Portaria cria regras para trabalho em feriado no comércio. Entenda

O Ministério do Trabalho e Emprego (MTE) publicou uma nova norma que regulamenta o trabalho no comércio nos feriados. A Portaria nº 1.316 estabelece quais atividades tem autorização permanente para o trabalho nesses dias e quais dependem de negociação por meio de Convenção Coletiva de Trabalho.

Entre as atividades que poderão funcionar durante os feriados, com autorização permanente estão: padarias, farmácias, floristas, barbearias e salões de beleza, postos de combustíveis, comércio de GLP (gás), locadoras, hotéis, restaurantes, bares e similares, casas de diversões, feiras livres, lavanderias, funerárias e outros serviços.

A própria norma, que altera a Portaria nº 671, de 2021, lembra que o funcionamento do comércio aos domingos permanece regulamentado pela Lei nº 10.101, de 2000.

Abaixo Vanessa Sapiência, especialista em direito empresarial do trabalho e diretora de Compliance e novos negócios no Pellegrina e Monteiro Advogados, responde a cinco perguntas sobre o assunto:

1. A partir de quando vale a nova portaria? Ela pode ser usada para alterar convenções coletivas em vigor?

A Portaria entrou em vigor no dia 22 de julho e não altera nem invalida as convenções coletivas já vigentes, que disciplinam o trabalho em feriados. Os instrumentos permanecem válidos até seu término, sem necessidade de nova negociação.

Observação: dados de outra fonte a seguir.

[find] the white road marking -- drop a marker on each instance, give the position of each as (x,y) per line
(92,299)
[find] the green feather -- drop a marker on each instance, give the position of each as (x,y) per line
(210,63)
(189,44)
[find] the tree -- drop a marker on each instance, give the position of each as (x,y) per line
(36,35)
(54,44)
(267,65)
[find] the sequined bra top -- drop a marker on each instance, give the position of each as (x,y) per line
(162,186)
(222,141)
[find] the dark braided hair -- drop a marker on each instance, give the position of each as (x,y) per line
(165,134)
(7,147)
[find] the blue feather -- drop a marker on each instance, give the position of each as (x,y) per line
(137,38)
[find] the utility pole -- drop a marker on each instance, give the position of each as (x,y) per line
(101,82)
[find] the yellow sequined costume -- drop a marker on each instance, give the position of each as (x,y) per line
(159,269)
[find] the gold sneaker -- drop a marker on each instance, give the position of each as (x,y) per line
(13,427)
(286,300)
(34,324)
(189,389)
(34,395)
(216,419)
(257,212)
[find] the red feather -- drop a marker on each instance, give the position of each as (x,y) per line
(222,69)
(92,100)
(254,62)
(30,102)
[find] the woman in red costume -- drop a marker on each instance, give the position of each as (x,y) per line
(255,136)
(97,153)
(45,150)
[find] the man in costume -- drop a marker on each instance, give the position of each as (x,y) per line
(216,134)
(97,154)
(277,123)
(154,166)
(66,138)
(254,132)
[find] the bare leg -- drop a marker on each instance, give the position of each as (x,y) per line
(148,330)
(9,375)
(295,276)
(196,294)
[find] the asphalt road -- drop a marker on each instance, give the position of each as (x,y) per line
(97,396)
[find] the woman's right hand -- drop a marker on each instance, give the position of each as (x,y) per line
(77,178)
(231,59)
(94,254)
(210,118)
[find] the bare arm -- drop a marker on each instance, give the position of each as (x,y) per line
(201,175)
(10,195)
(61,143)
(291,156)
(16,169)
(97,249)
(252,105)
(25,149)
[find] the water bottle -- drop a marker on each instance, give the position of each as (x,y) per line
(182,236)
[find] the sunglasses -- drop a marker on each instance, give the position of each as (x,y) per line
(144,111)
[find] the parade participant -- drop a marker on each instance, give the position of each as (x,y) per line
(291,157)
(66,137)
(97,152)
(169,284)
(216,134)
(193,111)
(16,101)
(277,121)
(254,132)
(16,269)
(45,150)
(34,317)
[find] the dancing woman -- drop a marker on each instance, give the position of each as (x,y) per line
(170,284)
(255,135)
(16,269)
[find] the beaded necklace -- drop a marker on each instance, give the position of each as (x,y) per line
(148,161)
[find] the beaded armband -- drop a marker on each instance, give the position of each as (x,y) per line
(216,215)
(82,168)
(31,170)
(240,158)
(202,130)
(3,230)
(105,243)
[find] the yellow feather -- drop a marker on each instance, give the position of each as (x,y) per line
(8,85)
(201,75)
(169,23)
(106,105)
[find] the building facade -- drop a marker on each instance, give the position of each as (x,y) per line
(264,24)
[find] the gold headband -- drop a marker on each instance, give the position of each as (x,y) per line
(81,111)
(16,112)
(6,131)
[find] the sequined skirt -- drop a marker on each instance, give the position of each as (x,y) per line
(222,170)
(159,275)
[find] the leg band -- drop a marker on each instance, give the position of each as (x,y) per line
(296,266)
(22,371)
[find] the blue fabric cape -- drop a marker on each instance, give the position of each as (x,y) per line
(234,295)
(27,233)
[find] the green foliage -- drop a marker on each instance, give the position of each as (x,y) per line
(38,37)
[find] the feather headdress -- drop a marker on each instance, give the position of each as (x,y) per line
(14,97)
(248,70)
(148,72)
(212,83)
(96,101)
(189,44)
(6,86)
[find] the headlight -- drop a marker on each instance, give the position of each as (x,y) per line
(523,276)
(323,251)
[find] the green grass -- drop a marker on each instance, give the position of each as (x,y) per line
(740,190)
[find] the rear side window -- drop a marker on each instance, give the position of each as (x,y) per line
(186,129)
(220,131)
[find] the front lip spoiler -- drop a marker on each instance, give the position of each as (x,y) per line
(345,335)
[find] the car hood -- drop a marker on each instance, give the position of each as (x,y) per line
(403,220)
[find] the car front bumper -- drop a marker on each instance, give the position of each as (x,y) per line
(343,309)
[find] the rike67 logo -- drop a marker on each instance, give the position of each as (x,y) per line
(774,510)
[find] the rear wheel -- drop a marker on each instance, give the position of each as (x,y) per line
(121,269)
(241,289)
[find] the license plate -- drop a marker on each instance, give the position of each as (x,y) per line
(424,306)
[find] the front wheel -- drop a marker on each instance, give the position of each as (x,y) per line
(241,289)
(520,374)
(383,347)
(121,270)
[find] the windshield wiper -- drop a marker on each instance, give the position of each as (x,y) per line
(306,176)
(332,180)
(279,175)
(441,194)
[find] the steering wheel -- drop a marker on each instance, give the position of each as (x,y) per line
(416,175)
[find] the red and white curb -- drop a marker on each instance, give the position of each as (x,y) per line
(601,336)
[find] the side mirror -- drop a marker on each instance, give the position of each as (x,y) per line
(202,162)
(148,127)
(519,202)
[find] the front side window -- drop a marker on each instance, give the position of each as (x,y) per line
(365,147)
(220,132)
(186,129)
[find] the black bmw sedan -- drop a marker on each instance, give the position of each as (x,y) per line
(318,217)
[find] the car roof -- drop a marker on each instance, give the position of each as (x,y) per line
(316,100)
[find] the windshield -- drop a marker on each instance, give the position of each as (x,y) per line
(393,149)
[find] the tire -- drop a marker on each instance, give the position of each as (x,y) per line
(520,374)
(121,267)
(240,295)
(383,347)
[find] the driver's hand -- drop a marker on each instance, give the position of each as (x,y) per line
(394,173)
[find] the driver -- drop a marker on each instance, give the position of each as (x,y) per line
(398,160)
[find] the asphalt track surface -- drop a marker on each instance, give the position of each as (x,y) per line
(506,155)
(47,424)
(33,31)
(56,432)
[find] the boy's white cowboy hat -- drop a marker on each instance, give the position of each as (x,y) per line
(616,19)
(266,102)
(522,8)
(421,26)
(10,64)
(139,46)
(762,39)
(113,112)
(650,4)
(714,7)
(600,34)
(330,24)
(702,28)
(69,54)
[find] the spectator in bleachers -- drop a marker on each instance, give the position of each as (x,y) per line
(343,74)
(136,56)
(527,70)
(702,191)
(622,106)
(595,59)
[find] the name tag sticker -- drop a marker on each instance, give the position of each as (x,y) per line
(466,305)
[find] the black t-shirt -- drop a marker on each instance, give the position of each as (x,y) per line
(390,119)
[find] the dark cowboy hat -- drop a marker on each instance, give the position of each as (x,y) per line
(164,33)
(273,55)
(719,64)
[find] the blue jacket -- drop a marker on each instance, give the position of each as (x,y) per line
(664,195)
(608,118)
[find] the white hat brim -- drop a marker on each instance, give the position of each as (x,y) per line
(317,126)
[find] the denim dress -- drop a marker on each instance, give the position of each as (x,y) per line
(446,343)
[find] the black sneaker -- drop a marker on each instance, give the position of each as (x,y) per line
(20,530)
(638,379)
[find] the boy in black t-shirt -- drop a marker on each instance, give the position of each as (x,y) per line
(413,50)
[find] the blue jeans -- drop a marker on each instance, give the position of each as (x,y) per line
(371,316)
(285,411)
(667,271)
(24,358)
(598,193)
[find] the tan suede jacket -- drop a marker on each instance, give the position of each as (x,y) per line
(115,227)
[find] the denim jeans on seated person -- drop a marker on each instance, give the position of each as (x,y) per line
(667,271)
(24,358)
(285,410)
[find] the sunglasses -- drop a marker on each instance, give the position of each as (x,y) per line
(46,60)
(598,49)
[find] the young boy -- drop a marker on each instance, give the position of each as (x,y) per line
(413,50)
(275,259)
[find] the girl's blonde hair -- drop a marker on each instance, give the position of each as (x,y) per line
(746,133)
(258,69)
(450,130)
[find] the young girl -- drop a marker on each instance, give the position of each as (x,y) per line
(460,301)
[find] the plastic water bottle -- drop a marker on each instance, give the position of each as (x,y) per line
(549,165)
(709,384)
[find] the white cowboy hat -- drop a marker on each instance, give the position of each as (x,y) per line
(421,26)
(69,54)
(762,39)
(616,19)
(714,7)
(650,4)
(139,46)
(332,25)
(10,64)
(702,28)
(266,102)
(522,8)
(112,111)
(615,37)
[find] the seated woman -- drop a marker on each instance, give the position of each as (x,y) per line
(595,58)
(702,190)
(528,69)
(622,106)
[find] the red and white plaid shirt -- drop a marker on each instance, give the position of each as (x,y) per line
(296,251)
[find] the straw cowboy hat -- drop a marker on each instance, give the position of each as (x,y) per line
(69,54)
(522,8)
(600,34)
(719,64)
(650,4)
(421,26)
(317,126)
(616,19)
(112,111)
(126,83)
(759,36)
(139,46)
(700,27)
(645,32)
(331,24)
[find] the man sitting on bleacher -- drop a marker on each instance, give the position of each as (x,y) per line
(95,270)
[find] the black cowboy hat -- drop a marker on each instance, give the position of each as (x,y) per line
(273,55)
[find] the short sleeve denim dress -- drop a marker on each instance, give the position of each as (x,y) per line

Do ponto de vista jurídico, a Portaria não cria uma nova obrigação, mas compatibiliza a regulamentação administrativa com o artigo 6º-A da Lei nº 10.101, de 2000, que já estabelece que o trabalho em feriados no comércio depende de previsão em convenção coletiva e da observância da legislação municipal.

Após quase três anos de negociações entre o Ministério do Trabalho e representantes de empregadores e trabalhadores, a norma delimita as atividades que permanecem com autorização permanente para o trabalho em feriados e aquelas sujeitas à regra geral da negociação coletiva, conferindo maior previsibilidade e segurança jurídica às empresas.